• Alimentando o ridículo

    Uma das poucas certezas que tenho sobre a vida é que para ela ser bem vivida devemos vencer os nossos medos. Talvez por isso acabemos sempre por atraí-los.

    A última doença que gostaria de ter explicar é aquela que me consiste em ter diarreia quase diariamente e tanta flatulência que nos fazem acreditar que até o cérebro fugiu e todo o corpo se acumulou de ar. Se ao menos pudesse beber para esquecer, mas o álcool era um dos piores despoletadores de sintomas.

    Quando contei a alguém por quem estava atraída a minha condição médica, ele reagiu bem, mas a poucos minutos da ação começar retraiu-se. O meu problema de intestinos era impossível de alienar, disse. Talvez por ser das doenças menos atraentes, existam tantas pessoas sem sequer terem coragem de apresentar o seu estado de saúde a um médico.

    Créditos: Graur Codrin / FreeDigitalPhotos.net


    Para além do ridículo real, há o ridículo imaginário que não quer largar o comando e que é validado por informações espalhadas na Internet, como o facto de nos Estados Unidos o SCI ser a segunda maior causa de faltas ao trabalho ou de que há quem queira que os doentes de SCI adquiram o estatuto de deficiência. Ainda que algumas informações reconfortem, por sabermos que há alguém que nos compreende verdadeiramente, na verdade o que realmente necessitamos é da ausência de desculpas.

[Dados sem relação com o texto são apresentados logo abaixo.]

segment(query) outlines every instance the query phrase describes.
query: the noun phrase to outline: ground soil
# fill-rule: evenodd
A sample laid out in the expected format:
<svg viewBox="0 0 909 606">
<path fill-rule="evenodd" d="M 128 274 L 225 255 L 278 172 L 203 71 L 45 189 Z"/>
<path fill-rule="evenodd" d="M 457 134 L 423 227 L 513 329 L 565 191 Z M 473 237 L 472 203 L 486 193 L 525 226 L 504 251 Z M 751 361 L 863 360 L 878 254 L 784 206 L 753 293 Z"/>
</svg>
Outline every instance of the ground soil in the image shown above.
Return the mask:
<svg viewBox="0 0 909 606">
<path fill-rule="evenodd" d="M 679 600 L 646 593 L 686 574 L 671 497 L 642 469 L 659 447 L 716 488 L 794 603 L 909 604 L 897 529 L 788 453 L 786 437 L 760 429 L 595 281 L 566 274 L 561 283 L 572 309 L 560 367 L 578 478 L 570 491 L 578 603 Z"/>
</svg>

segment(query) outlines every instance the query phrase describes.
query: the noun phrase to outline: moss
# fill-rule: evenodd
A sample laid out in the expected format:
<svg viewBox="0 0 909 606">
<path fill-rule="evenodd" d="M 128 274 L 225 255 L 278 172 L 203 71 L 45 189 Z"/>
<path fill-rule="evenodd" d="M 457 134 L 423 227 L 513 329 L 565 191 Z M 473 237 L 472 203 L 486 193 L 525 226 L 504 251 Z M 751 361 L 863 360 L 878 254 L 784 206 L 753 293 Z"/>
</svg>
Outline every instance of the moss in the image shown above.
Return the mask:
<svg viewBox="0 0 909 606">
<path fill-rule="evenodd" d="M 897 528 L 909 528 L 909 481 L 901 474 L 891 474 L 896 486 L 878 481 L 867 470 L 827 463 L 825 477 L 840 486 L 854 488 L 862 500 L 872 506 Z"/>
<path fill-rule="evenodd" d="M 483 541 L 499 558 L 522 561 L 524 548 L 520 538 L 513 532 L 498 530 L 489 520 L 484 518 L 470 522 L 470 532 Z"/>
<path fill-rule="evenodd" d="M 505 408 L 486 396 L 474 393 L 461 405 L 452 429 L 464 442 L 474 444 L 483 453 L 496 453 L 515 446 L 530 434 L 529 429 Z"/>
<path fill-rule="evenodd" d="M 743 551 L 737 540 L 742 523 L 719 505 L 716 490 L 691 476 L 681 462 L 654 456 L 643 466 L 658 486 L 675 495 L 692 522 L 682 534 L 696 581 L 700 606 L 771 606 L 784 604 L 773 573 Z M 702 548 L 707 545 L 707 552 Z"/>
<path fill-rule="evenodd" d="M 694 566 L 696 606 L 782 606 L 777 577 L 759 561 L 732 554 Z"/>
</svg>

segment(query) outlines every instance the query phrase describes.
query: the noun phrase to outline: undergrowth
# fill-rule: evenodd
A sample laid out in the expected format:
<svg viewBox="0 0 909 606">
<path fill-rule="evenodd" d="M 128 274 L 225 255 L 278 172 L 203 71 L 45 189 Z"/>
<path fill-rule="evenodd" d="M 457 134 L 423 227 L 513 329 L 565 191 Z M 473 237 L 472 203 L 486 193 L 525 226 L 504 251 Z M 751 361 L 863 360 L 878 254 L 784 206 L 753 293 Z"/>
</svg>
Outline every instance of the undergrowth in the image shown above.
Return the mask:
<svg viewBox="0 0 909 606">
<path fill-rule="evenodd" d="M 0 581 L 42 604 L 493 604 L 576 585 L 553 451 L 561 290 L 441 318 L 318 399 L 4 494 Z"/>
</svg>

    O medo do assalto da diarreia levava-me a passar horas sem comer (o que por vezes ainda agravava outros sintomas) no trabalho, evitar usar transportes públicos sem possibilidade de escape em momentos de urgência, como o metropolitano,  e a decidir nunca comer antes de apanhar um autocarro que viajasse em autoestradas, mesmo que ele partisse às 19:00 horas. Até ir ao cinema era tudo menos um momento de relax.


    Tinha um encontro marcado para as 21:00 horas? Então o período entre as 20:15 e as 20:45 estava destinado à casa de banho e não era para retocar a maquilhagem, mas para tentar inutilmente escapar do pior aspeto possível. Porque mesmo que antes de sair de casa fosse sete vezes à casa de banho, a probabilidade de me sentir mal no caminho não era diminuída. Servia somente para me convencer do contrário.

    Há duas verdades que julgo serem partilhadas por todos os doentes de SCI:

    1.ª - Mesmo que sejamos um perseguidores da verdade haverá um momento em que a mentira sobre o porquê de cancelarmos um encontro parecerá inofensiva; 

    2.ª - Mesmo antes de sabermos onde estamos e para onde queremos ir, já sabemos onde fica a casa de banho mais próxima, quantas há no caminho até lá e qual a mais acessível se a que está mais próxima estiver ocupada.

    A doença controlava-me e, inclusive, impedia-me de tentar perseguir o meu sonho de ser jornalista. Os filmes que construímos são repetidos vezes sem conta e o que eu mais visionei era perder uma conferência de imprensa do primeiro-ministro por ser assaltada por uma crise, dado que nunca daria para pedir: “Eu sei que está em direto para as televisões, mas se pudesse fazer um intervalo de cinco minutos para me dar tempo de ir ao WC e não perder pitada, agradecia”.

    Quanto mais fugia do ridículo, mais ridícula era. ¿Quão ridiculamente irónico é isto para si?